Sunday, August 22, 2010

Bulls on Parade-A Familiar History, Part the First

While convalescing from my simian related illness I realized that it may benefit my readers to know a little more about my life in order to understand how I came about my superior morals and intellect. Therefore in all humbleness I present the following synopsis of my life for the mental edification of the reader. (Also, certain acquaintances have made accusations about whether I have come about my title “Sir” honestly, which I hope here to refute.)

As legend will have it the first Robin Lancaster gained knighthood by slaying a dragon. In actuality the “dragon” was little more than an especially amorous bull that had been terrorizing and sodomizing the local horses. Back in those dark times it was believed that Lord God would punish any community that let such a heinous crime go unpunished, even if the transgressor was a beast. Robin Lancaster not only restrained the animal but also sat witness at his trial. Unfortunately the bull was released on a technicality. Days later Robin Lancaster and three of his sons were found gored and sodomized to death- the bull was never seen again. Luckily for his widow and surviving children, the king of the time, Edward II, being an aficionado of sodomy posthumously knighted him and gave his family a small estate. When sodomy went out of vogue after Edward II’s untimely yet ironic death, the Lancaster family made up the story about the dragon for reasons that should appear obvious.

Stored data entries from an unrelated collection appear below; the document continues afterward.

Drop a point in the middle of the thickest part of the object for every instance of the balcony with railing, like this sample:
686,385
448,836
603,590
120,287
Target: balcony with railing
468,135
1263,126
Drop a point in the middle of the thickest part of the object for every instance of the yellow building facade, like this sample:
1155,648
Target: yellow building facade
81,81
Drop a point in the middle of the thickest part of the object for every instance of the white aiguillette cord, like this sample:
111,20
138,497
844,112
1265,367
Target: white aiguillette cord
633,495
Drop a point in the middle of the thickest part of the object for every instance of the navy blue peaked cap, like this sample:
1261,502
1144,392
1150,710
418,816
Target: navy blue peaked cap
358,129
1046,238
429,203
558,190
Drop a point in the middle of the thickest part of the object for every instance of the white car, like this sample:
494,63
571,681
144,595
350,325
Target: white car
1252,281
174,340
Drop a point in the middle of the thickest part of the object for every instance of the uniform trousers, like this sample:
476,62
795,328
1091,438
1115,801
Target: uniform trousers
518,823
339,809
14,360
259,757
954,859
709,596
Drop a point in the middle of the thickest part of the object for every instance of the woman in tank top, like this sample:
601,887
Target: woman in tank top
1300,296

A dozen of generations later I was born the youngest and only son of six children. My father, a moderately successful plague insurance salesman, had married my mother (the only daughter the Catholic Sir Robin Lancaster XII) to gain her name, title, and her presumed fortune. However he soon found that his marriage brought him little financial gain, and each consecutive child lessened it. When I was only a lad of three years my mother became with child yet again. My father could not bear the thought of further progeny, so through rumor and bribes he secretly arranged for his wife to be burned as a witch. The lowly commoners, little changed from the time of the first Robin Lancaster, eagerly accepted this arrangement and burnt her at the stake. Now, to this day, I cannot say for sure whether it was a matter of atmospheric chance or whether my mother actually possessed some arcane skill, but as the flames consumed her a gust of wind blew the flames into a nearby attic setting the nearby buildings aflame. My drunken and inbred neighbors proved no match to the conflagration and forest fire that followed, leaving most of the town and my father’s home in smoldering ruins.

With the loss of his wife, home, and possessions my father was forced to work even harder selling plaque insurance. However it was not long until most of his customers realized that such insurance did not exist. After numerous complaints and lawsuits my father went to prison for failure to pay his debts, where once again, he followed the Lancaster tradition by being sodomized to death. Being orphans I was sent to the family estate to be cared for by my grandfather while my sisters, based on their personalities and piety, were sent to convents or brothels accordingly.

Alas, the memories of my poor departed mother and sisters make my tale more wearisome than I imagined. I must begin the more cheerful chapter of my life with my grandfather later. Also, little Robin Goodfellow, my accommodating capuchin, has been patiently catching and feasting on rats for a good time now, and I must take him from for his nightly walk before he purges digested rat fur onto my chamber’s floor.


  1. "Untimely yet ironic." Sodomy is truly the theme of the day.

  2. Methinks sodomy has been the theme of the day nigh four out of every ten days of my life.